Command Line Provenance

Introduction

cmdline_provenance is a Python package for keeping track of your data processing steps.

It was inspired by the popular NCO and CDO command line tools, which are used to manipulate the data and/or metadata contained in netCDF files (a self-describing file format that is popular in the weather and climate sciences). These tools generate a record of what was executed at the command line, append that record to the history attribute from the input data file, and then set this command log as the history attribute of the output data file.

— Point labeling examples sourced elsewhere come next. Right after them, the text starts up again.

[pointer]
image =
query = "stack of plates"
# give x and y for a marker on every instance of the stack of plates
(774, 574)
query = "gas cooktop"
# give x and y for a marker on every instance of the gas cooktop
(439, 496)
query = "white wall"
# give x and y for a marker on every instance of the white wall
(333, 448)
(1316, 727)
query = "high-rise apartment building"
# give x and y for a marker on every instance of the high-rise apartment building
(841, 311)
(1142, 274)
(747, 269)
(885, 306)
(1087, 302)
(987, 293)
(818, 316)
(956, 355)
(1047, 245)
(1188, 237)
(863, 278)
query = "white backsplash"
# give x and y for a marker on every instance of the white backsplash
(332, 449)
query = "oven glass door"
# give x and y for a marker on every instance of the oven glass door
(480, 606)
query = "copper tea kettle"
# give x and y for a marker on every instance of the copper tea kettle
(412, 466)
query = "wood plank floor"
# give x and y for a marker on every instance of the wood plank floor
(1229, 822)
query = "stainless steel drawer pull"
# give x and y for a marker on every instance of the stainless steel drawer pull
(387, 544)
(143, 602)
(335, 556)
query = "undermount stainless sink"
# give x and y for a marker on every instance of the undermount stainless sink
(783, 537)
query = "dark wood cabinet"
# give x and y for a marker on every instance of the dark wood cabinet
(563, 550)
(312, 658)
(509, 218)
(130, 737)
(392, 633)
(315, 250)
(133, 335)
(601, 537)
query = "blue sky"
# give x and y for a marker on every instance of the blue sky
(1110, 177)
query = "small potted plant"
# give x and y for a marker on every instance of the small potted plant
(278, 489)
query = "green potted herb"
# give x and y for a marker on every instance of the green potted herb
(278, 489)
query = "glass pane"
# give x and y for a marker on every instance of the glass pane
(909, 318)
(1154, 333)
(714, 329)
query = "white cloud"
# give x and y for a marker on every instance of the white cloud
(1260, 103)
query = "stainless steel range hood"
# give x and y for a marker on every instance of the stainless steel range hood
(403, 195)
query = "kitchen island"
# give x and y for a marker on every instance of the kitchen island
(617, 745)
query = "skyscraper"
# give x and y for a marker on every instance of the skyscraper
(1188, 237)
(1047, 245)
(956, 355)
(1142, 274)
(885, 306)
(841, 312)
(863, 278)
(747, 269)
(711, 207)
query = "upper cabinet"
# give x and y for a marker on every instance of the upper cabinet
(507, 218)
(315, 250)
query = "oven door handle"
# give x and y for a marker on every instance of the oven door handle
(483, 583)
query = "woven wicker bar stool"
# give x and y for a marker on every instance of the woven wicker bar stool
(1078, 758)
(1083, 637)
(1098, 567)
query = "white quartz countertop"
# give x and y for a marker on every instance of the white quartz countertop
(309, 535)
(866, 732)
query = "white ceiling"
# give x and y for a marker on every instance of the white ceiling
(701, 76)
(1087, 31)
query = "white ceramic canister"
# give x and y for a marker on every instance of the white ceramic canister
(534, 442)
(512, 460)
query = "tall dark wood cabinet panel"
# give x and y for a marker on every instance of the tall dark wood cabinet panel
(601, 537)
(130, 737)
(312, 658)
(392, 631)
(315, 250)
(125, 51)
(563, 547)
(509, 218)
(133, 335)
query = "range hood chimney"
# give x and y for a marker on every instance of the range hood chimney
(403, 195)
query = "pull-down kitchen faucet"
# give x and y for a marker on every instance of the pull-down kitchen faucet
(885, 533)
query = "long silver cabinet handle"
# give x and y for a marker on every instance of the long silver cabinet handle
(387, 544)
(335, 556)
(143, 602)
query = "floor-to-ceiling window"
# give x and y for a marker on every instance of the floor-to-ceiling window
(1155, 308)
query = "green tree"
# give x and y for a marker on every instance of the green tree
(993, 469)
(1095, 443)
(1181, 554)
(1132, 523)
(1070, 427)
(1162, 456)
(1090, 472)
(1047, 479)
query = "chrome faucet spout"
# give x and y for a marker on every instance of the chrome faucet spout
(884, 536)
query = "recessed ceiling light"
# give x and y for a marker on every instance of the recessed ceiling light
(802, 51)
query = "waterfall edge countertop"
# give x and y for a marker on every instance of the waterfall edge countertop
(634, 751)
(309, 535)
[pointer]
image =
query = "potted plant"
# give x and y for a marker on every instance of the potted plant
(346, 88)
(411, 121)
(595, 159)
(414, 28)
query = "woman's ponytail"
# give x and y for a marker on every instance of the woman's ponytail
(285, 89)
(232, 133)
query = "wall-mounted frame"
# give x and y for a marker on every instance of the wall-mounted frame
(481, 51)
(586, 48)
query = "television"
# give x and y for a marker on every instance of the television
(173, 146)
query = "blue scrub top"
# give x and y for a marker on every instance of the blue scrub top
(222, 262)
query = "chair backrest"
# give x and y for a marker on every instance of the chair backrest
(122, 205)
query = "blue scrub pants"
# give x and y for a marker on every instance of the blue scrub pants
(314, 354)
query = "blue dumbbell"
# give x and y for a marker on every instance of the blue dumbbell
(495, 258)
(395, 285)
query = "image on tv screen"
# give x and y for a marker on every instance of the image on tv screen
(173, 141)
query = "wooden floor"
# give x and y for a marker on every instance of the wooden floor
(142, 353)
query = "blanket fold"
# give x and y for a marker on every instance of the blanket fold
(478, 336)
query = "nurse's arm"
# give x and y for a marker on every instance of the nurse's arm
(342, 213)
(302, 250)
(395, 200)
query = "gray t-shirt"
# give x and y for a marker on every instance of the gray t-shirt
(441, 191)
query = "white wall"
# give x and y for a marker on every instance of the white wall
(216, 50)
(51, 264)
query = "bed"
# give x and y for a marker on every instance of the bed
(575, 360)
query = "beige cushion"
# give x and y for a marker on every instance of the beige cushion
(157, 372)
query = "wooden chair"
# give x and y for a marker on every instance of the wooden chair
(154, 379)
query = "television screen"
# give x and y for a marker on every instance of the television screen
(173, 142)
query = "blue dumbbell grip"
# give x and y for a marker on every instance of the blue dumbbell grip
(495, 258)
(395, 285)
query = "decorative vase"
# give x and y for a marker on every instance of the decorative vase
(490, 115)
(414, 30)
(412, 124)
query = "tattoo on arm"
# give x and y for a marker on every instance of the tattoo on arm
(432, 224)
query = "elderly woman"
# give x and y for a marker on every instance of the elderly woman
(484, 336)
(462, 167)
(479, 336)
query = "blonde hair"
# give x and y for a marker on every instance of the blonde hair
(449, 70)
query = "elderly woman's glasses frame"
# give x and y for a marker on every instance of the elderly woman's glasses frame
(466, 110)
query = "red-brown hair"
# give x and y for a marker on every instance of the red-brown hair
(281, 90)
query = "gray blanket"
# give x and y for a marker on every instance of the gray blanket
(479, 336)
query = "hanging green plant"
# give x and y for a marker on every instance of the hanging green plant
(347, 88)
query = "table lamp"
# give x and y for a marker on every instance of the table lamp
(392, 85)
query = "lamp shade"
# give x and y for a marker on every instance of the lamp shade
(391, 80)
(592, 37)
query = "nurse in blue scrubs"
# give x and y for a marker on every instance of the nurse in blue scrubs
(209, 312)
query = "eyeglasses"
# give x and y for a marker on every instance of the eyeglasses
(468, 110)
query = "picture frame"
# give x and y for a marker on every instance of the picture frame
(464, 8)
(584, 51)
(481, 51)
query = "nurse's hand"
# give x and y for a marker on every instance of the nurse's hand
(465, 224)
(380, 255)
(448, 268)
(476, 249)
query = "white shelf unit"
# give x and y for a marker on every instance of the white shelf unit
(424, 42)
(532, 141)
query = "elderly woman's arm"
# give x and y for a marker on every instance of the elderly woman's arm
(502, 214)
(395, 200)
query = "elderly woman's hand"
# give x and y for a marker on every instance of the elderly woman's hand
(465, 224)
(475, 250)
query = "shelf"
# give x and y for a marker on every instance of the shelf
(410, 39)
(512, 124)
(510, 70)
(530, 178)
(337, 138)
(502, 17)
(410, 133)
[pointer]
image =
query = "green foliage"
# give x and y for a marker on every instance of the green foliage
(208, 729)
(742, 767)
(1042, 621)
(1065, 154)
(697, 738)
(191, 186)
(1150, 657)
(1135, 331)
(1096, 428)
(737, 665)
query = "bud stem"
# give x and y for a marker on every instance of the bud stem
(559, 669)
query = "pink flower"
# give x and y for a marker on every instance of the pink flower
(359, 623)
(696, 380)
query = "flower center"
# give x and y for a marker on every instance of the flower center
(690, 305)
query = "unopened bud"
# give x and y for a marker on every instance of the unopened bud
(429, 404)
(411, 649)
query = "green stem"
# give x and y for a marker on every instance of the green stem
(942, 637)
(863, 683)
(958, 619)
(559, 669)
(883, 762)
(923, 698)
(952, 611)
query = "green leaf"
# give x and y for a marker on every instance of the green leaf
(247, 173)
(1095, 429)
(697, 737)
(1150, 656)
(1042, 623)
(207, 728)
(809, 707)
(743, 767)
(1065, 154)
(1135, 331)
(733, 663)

For example, after selecting the 2001-2005 time period from a rainfall data file and then deleting the long_name file attribute, the command log would look as follows:

Fri Dec 08 10:05:47 2017: ncatted -O -a long_name,pr,d,, rainfall_data_200101-200512.nc
Fri Dec 01 07:59:16 2017: cdo seldate,2001-01-01,2005-12-31 rainfall_data_185001-200512.nc rainfall_data_200101-200512.nc

Following this simple approach to data provenance, it is possible maintain a record of all data processing steps from intial download/creation of the data files to the end result (e.g. a .png image).

cmdline_provenance contains a series of functions for generating history records in the NCO/CDO format, and for combining the current record with previous records to maintain a complete command log.

Installation

$ pip install cmdline-provenance

Usage

creating a log

Let’s say we have a script ocean_analysis.py, which takes two files as input (an ocean temperature and ocean salinity file) and outputs a single file. These input files could be CSV (.csv) or netCDF (.nc) or some other format, and the output could be another data file (e.g. .csv or .nc) or a figure (e.g. .png, .eps). For the sake of example, we will simply use an unspecified format (.fmt) for now.

The script can be run at the command line as follows:

$ python ocean_analysis.py temperature_data.fmt salinity_data.fmt output.fmt

To create a new log that captures this command line entry, we can use the new_log function:

>>> import cmdline_provenance as cmdprov
>>> my_log = cmdprov.new_log()
>>> print(my_log)
Tue Jun 26 11:24:46 2018: /Applications/anaconda/bin/python ocean_analysis.py temperature_data.fmt salinity_data.fmt output.fmt

If our script is tracked in a version controlled git repository, we can provide the location of that repository (the top-level directory) and the log entry will specify the precise version of ocean_analysis.py that was executed:

>>> my_log = cmdprov.new_log(git_repo='/path/to/git/repo/')
>>> print(my_log)
Tue Jun 26 11:24:46 2018: /Applications/anaconda/bin/python ocean_analysis.py temperature_data.fmt salinity_data.fmt output.fmt (Git hash: 026301f)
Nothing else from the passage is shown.